With four themed magnet schools and one charter school drawing students from across the city regardless of attendance boundaries, School District 186 prides itself on offering “choice” to Springfield families who want to put their children in unique educational settings. [See “Choice schools,” April 7, 2011]. But besides the popular magnet schools Superintendent Dr. Walter Milton is so keen on expanding, District 186 is required by federal law to offer a different kind of school choice, “Public School Choice,” to any student at a high-poverty school that has underperformed for at least two straight years.
District 186 has followed that requirement in the past, but this year is looking for a way out. Instead of offering Public School Choice to every student at each failing school, the district is hoping to offer the option only to three students at each failing school. Rather than offer Public School Choice to more than 4,000 schoolchildren, as it did last year, the district would offer it to about 40 students. The waiver request is currently in draft form as the district waits for feedback from the Illinois State Board of Education, but a final waiver application is due by July 30.
“We’re required by law to offer it to every kid in the school, but we’re getting to the point where we have no choice,” says Larry McVey, the district’s coordinator of Title I programs. Under the federal No Child Left Behind initiative, Title I schools – those with high poverty rates, generally 75 percent or higher – receive additional federal dollars but are also subject to more rules. One of those rules is that districts must offer students the option of transferring to a better performing school if their own school fails to make Annual Yearly Progress (AYP) for two years in a row. McVey says that as No Child Left Behind standards rise, more and more schools fail to meet them, leaving the district with fewer and fewer schools to which students from failing schools can move.

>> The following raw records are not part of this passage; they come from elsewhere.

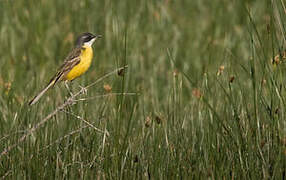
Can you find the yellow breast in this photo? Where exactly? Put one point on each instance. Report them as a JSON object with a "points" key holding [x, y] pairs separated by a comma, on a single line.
{"points": [[85, 61]]}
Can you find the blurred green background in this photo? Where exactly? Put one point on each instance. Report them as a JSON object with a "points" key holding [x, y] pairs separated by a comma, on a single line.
{"points": [[209, 101]]}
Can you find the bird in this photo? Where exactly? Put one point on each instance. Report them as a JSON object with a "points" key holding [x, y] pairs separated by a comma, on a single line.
{"points": [[75, 64]]}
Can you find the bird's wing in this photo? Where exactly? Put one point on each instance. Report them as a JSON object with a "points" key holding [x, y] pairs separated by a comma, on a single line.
{"points": [[70, 61]]}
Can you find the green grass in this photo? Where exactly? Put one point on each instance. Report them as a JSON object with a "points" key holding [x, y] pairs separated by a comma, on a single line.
{"points": [[186, 121]]}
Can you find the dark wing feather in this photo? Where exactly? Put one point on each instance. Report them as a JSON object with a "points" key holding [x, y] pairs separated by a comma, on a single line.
{"points": [[70, 61]]}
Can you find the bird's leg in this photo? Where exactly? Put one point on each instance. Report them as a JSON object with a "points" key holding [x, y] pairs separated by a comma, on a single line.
{"points": [[67, 86], [83, 89]]}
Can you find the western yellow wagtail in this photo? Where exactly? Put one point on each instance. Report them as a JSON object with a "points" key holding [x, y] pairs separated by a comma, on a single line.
{"points": [[75, 64]]}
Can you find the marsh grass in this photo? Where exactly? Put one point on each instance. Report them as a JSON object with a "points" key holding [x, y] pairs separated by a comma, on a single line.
{"points": [[207, 100]]}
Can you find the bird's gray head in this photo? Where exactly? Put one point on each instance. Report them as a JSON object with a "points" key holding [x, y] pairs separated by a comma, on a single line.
{"points": [[86, 39]]}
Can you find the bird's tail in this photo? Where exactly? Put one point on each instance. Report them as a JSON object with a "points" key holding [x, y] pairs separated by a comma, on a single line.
{"points": [[36, 98]]}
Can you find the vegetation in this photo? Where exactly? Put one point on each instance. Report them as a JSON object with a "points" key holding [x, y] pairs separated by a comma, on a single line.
{"points": [[203, 95]]}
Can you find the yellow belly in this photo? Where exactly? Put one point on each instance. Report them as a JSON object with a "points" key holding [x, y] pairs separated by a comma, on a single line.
{"points": [[82, 67]]}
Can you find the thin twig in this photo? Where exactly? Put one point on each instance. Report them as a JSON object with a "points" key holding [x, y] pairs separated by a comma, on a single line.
{"points": [[69, 101], [85, 121], [106, 95], [64, 137]]}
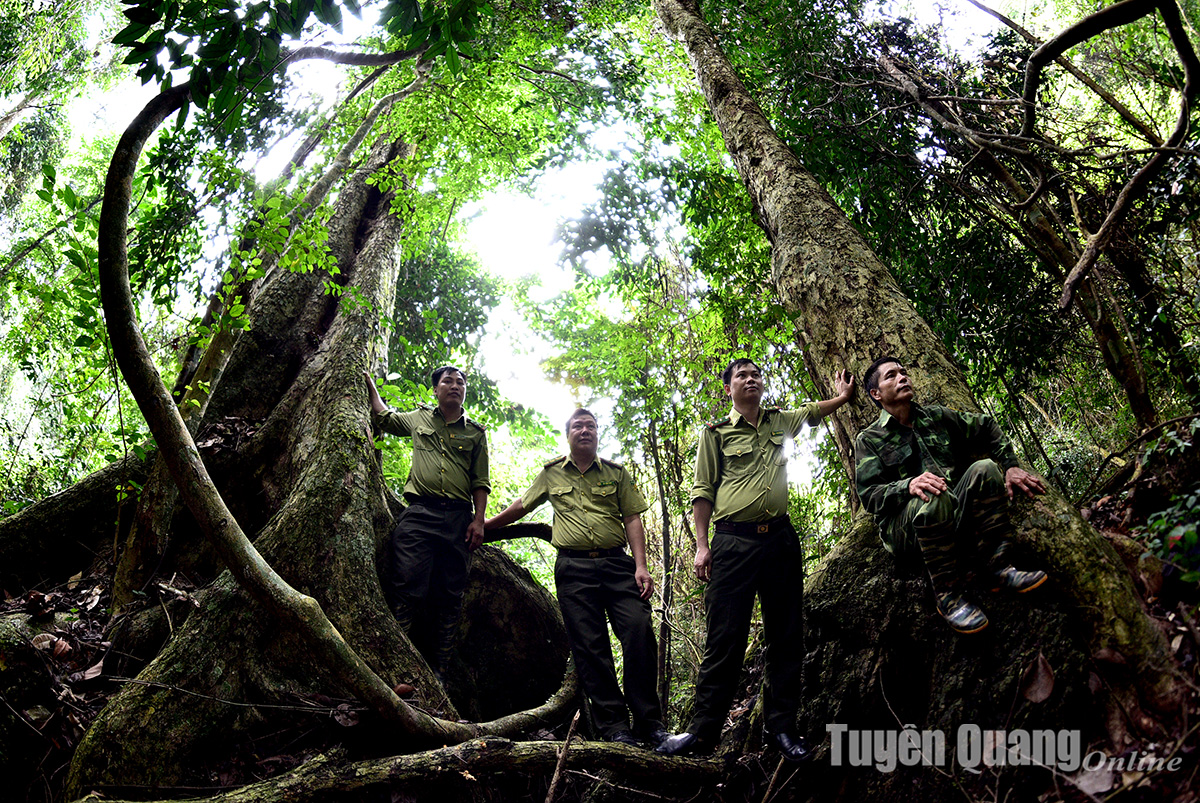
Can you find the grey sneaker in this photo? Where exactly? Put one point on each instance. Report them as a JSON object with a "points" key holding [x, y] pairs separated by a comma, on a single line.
{"points": [[963, 616], [1013, 579]]}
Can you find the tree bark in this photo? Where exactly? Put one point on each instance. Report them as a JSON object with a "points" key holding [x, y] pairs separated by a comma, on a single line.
{"points": [[852, 311], [300, 612], [61, 534], [490, 763]]}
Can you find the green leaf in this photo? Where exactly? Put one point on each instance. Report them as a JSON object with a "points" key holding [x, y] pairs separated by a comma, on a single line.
{"points": [[131, 33], [201, 79], [143, 15], [453, 61]]}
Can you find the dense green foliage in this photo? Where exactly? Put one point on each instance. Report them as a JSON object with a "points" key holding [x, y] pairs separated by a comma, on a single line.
{"points": [[672, 271]]}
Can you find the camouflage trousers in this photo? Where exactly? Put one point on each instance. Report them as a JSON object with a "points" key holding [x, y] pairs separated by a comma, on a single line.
{"points": [[957, 531]]}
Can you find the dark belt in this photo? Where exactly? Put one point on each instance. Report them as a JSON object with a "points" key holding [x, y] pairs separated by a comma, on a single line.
{"points": [[441, 503], [611, 552], [753, 527]]}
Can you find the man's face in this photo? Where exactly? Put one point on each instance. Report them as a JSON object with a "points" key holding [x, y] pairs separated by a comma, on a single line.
{"points": [[450, 388], [745, 384], [581, 435], [893, 385]]}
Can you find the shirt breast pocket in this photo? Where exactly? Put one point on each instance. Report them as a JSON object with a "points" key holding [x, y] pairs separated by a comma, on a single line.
{"points": [[895, 455], [425, 438], [562, 497], [605, 496], [737, 456], [777, 449]]}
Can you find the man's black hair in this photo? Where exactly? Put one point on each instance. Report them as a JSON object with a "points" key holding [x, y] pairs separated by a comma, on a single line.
{"points": [[580, 413], [727, 373], [871, 375], [437, 373]]}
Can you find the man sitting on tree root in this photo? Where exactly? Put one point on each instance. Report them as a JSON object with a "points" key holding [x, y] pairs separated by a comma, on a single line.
{"points": [[907, 463], [447, 495], [597, 511], [742, 486]]}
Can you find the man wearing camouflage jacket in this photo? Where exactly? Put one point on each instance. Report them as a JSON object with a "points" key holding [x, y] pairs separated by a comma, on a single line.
{"points": [[917, 473]]}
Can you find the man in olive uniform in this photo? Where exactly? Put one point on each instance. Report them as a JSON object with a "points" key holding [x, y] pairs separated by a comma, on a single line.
{"points": [[906, 465], [597, 513], [742, 487], [447, 495]]}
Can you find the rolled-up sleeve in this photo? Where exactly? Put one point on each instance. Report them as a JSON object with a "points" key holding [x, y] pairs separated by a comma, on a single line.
{"points": [[478, 471], [708, 467]]}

Though it has the option to move Public School Choice students to any school in the district, District 186 only moves them to other Title I schools. Asked why kids from poverty schools can only go to other poverty schools, McVey responded that a non-Title I school wouldn’t have all of the same supports, such as parent educators, who check in with families, ensuring they make it to parent-teacher conferences and sometimes connecting them to such services as clothing or food banks.

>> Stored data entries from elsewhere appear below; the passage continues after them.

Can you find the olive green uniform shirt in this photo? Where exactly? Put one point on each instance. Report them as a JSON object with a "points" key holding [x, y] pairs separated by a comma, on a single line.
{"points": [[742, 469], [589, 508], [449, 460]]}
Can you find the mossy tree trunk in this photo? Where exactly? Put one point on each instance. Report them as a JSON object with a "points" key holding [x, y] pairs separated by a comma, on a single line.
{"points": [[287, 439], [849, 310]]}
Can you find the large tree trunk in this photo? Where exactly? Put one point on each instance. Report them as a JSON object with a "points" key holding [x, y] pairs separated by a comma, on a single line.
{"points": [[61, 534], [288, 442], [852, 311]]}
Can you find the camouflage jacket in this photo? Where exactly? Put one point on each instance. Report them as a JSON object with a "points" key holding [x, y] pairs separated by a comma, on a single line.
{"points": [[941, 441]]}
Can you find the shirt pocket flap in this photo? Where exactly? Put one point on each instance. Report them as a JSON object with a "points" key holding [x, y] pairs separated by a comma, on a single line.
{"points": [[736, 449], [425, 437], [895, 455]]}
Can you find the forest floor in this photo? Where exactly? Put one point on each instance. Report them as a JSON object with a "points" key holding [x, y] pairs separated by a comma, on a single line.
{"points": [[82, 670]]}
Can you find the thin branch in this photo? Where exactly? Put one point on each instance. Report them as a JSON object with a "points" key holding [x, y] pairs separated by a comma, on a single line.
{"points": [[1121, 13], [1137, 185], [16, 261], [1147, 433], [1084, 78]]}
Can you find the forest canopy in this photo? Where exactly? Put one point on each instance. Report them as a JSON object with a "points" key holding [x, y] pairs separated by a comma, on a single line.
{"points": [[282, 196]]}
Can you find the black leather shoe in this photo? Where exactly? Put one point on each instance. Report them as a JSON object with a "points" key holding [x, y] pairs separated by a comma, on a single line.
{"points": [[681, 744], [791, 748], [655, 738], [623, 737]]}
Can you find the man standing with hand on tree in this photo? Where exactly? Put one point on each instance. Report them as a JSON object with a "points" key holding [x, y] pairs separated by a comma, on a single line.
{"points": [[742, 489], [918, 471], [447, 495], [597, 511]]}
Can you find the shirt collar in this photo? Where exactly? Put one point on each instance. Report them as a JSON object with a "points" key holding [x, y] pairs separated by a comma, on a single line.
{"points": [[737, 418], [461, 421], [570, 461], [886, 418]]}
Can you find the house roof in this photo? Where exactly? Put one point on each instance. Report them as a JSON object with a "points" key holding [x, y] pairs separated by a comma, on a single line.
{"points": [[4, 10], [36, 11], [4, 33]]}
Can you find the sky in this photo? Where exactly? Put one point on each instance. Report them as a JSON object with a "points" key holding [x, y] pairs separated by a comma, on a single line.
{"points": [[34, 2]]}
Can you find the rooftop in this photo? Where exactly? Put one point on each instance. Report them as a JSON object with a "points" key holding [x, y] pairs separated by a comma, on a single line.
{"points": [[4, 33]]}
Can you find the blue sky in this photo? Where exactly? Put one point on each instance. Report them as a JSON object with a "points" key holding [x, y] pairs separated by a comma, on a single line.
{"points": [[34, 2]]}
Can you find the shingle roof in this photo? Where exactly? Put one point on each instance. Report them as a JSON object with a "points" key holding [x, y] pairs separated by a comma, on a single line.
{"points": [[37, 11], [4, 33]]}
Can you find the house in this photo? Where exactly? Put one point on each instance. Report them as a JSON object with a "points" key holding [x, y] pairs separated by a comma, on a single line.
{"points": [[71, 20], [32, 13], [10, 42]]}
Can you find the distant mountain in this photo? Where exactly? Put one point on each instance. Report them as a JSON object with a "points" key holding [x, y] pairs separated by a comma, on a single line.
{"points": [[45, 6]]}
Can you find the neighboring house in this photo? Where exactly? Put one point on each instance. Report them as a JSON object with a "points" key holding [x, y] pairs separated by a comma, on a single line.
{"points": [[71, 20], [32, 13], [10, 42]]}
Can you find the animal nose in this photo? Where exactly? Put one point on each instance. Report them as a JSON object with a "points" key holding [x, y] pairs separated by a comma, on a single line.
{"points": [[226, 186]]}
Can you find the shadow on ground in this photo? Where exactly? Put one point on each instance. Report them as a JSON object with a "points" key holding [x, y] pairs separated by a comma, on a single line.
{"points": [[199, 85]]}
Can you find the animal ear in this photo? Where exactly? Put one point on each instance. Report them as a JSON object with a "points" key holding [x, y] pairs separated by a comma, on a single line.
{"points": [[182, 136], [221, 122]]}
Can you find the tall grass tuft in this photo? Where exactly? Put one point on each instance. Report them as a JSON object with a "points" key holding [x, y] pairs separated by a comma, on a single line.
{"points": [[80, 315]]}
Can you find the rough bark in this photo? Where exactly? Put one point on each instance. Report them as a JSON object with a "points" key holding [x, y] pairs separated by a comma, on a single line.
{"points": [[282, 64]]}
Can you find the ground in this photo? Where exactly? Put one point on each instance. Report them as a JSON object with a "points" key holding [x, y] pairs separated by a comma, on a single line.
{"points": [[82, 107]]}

This year, 18 of more than 30 district schools are Title I schools and 13 of them had to offer Public School Choice. That’s up from seven the year before and two in the 2008-2009 school year. Though two more schools will become Title I schools next year, for a total of 20, it’s likely that even more Title I schools won’t have made AYP for a second year in a row and will have to offer Public School Choice.

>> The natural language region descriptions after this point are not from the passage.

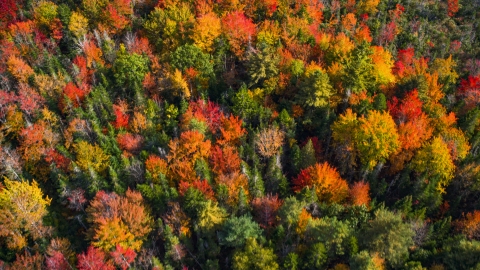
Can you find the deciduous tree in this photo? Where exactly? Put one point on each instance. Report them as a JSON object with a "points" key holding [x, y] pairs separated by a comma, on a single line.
{"points": [[22, 209]]}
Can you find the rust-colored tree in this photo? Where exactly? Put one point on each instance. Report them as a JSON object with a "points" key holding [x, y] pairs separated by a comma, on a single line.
{"points": [[224, 160], [184, 152], [269, 141], [359, 193], [239, 30], [118, 220], [265, 210], [328, 184], [93, 259]]}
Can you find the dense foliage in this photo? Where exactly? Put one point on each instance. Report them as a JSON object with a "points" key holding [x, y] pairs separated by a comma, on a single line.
{"points": [[251, 134]]}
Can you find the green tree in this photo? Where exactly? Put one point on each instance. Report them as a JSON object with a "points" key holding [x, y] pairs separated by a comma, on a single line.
{"points": [[22, 208], [129, 69], [262, 65], [254, 256], [190, 56], [236, 230], [315, 257], [362, 261], [389, 236], [358, 70], [315, 89]]}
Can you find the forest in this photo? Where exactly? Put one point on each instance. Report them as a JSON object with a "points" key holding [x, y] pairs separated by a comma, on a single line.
{"points": [[239, 134]]}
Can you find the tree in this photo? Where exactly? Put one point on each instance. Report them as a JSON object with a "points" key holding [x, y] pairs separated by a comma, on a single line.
{"points": [[211, 216], [206, 30], [22, 209], [57, 262], [231, 130], [388, 236], [118, 220], [316, 89], [90, 157], [78, 24], [262, 65], [93, 259], [265, 210], [129, 70], [358, 72], [123, 257], [364, 261], [184, 152], [433, 162], [19, 68], [374, 137], [326, 181], [254, 256], [224, 160], [190, 56], [470, 225], [239, 30], [452, 7], [237, 230], [269, 141], [359, 193]]}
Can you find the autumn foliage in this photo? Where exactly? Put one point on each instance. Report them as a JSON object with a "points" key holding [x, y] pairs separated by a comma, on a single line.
{"points": [[326, 181]]}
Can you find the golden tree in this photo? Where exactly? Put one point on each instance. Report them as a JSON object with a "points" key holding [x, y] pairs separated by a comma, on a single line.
{"points": [[22, 208]]}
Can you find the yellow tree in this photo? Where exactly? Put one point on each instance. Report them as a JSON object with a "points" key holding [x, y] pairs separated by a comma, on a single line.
{"points": [[78, 24], [22, 208], [118, 220], [269, 141], [328, 184], [373, 138], [90, 157], [207, 28], [376, 138]]}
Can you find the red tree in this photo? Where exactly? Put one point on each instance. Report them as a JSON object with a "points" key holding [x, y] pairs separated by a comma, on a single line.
{"points": [[452, 7], [57, 262], [93, 259], [265, 210], [123, 257]]}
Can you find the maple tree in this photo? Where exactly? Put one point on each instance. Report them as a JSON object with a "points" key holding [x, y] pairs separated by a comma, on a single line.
{"points": [[434, 161], [239, 30], [90, 157], [118, 220], [265, 210], [269, 141], [123, 257], [92, 259], [326, 181], [359, 193], [257, 134], [22, 208]]}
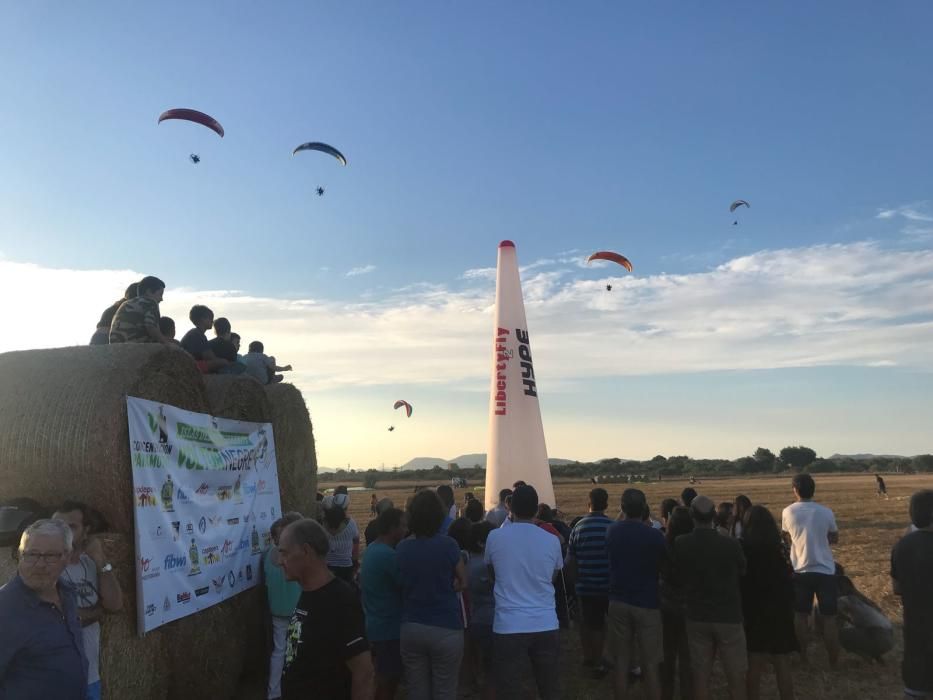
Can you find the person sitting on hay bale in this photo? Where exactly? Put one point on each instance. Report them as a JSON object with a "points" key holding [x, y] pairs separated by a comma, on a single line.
{"points": [[196, 343], [262, 367], [222, 346], [102, 334], [137, 320]]}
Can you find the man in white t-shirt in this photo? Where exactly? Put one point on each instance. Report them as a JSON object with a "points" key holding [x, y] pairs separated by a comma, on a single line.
{"points": [[522, 561], [810, 530]]}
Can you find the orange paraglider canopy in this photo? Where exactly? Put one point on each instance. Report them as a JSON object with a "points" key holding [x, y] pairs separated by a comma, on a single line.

Whether or not the district is permitted to offer Public School Choice to only some of the students at each failing school, as usual Springfield will not have to allow moves for all applicants. In the past, District 186 has denied moves for anywhere from 73 to 90 percent of applicants.
ISBE does not oversee how districts decide who moves, and McVey says federal guidelines are murky at best. He says that individual schools in District 186 often rank students according to low-income and academic performance and then he calls parents to ensure they’re applying for a transfer for the right reasons.
“The perception of school choice is that ‘I don’t like my janitor, so this is my ticket out.’ In actuality, it’s not that at all,” McVey says. “It’s a federal mandate that says, ‘Look, if you’re at a low performing school and your child is low income and low performing, then you may have the option or opportunity to transfer to another school that would be performing better than you.’”
In the 2008-2009 school year, only two Springfield schools offered Public School Choice to a total of 800 students. Thirty-one applied for a transfer and three were actually moved. The next year, seven schools had to offer Public School Choice to 2,173 students. Ninety-nine of those students applied for a transfer and the district allowed 26 of them to change schools. For the current school year, the district offered Public School Choice to 4,108 students at 13 different schools. One hundred and twenty-eight students applied for a transfer and 29 moved to a different school.
Since 2008, most schools have only transferred between zero and four students each year, but two schools have transferred many more students at a time. Graham Elementary School moved 15 students this year, and Washington Middle School moved 20 students the year before.